Bad news is (for my purposes, at least) it is no longer a territory exclusive to violent gang activity and has actually been reformed and gentrified quite a bit. I am about fifteen years too late. I missed the boat. But that’s actually very good news. I’m not about to wish for the Circle and Avenue gangs to return and rekindle their war for the sake of my silly little project. That would be silly.
And so my family can breathe a sigh of relief. There is no longer a Burundi or a Congo within DC that I can accidently wander into, armed with my camera and a dashing smile.
But the project and the idea continues. The disparate nature of DC needs to be explored. How is it that law-makers can stand from a balcony on Capitol Hill and look towards the nation and promise social reform and a higher standard of living when they – quite literally – overlook their neighbors five minutes to the east and three to the south? I’m not sure if I want to know the answer to that.
What I’m looking forward to most is to finally be given a subject matter that will allow me to take photos of consequence. It’s easy to do this while traveling. Everything is relevant, everything is eye-opening and interesting and different. But at home, it’s wholly disregarded, that aspect of photography – the most important aspect of good photography. I don’t care how technically talented a person is.
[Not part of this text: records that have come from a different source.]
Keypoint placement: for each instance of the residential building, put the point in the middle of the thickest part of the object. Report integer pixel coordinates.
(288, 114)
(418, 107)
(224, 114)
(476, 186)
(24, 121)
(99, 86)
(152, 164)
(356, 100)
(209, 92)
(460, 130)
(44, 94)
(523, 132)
If they take photos that involve no risk, that have an inconsequential subject matter, that don’t reach out to a viewer and touch them in some way, that fail to open a new window to humanity that is current and relevant to anything of substance, that lack impact and fail to stir emotions, you might as well be using a point-and-shoot that an obese family from Alabama has asked you to use for their family portrait on a smoldering hot day in Disney World. I’m not saying I’ve mastered this. I’m not even close. Photography is a mere hobby of mine and there is much room for improvement. But I’m trying.
DC is a fucked up place. A bubble in itself. And I shall document it.